Spark SQL – How to Remove Duplicate Rows

Duplicate rows could be remove or drop from Spark SQL DataFrame using distinct() and dropDuplicates() functions, distinct() can be used to remove rows that have the same values on all columns whereas dropDuplicates() can be used to remove rows that have the same values on multiple selected columns.

Before we start, first let’s create a DataFrame with some duplicate rows and duplicate values on a few columns.


import spark.implicits._

val simpleData = Seq(("James", "Sales", 3000),
  ("Michael", "Sales", 4600),
  ("Robert", "Sales", 4100),
  ("Maria", "Finance", 3000),
  ("James", "Sales", 3000),
  ("Scott", "Finance", 3300),
  ("Jen", "Finance", 3900),
  ("Jeff", "Marketing", 3000),
  ("Kumar", "Marketing", 2000),
  ("Saif", "Sales", 4100)
)
val df = simpleData.toDF("employee_name", "department", "salary")
df.show()

Yields below output


+-------------+----------+------+
|employee_name|department|salary|
+-------------+----------+------+
|        James|     Sales|  3000|
|      Michael|     Sales|  4600|
|       Robert|     Sales|  4100|
|        Maria|   Finance|  3000|
|        James|     Sales|  3000|
|        Scott|   Finance|  3300|
|          Jen|   Finance|  3900|
|         Jeff| Marketing|  3000|
|        Kumar| Marketing|  2000|
|         Saif|     Sales|  4100|
+-------------+----------+------+

In the above table, notice that we have 1 row with duplicate values on all columns (employer name James) and we have 4 rows that have duplicate values on “department” and “salary” columns.

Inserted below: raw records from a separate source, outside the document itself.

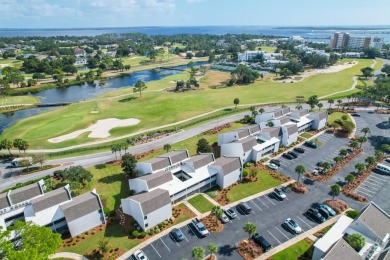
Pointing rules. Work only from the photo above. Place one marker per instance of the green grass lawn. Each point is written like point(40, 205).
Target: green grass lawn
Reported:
point(201, 203)
point(293, 252)
point(243, 190)
point(158, 108)
point(110, 182)
point(17, 100)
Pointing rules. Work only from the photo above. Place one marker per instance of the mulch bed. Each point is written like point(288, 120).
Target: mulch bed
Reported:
point(249, 250)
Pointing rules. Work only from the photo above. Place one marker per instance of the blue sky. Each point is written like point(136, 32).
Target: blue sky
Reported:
point(128, 13)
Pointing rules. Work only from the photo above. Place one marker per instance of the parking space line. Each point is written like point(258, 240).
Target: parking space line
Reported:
point(183, 234)
point(269, 200)
point(282, 233)
point(304, 221)
point(155, 250)
point(165, 245)
point(256, 205)
point(263, 202)
point(274, 237)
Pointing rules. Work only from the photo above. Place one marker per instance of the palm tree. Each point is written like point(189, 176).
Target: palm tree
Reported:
point(366, 130)
point(370, 160)
point(330, 101)
point(261, 110)
point(300, 169)
point(212, 248)
point(335, 189)
point(217, 211)
point(250, 228)
point(360, 167)
point(362, 140)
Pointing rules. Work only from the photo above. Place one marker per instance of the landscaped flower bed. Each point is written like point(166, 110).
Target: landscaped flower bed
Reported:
point(335, 169)
point(336, 204)
point(248, 249)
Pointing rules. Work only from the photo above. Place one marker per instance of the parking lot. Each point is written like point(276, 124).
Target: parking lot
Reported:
point(325, 153)
point(268, 213)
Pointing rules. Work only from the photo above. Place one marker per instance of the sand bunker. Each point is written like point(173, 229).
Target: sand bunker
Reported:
point(100, 129)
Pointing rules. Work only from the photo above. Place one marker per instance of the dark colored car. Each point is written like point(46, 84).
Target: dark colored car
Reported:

1. Use distinct() – Remove Duplicate Rows on DataFrame

In the above dataset, we have a total of 10 rows and one row with all values duplicated, performing distinct on this DataFrame should get us 9 as we have one duplicate.


//Distinct all columns
val distinctDF = df.distinct()
println("Distinct count: "+distinctDF.count())
distinctDF.show(false)

distinct() function on DataFrame returns a new DataFrame after removing the duplicate records. This example yields the below output.


Distinct count: 9
+-------------+----------+------+
|employee_name|department|salary|
+-------------+----------+------+
|James        |Sales     |3000  |
|Michael      |Sales     |4600  |
|Maria        |Finance   |3000  |
|Robert       |Sales     |4100  |
|Saif         |Sales     |4100  |
|Scott        |Finance   |3300  |
|Jeff         |Marketing |3000  |
|Jen          |Finance   |3900  |
|Kumar        |Marketing |2000  |
+-------------+----------+------+

Alternatively, you can also run dropDuplicates() function which return a new DataFrame with duplicate rows removed.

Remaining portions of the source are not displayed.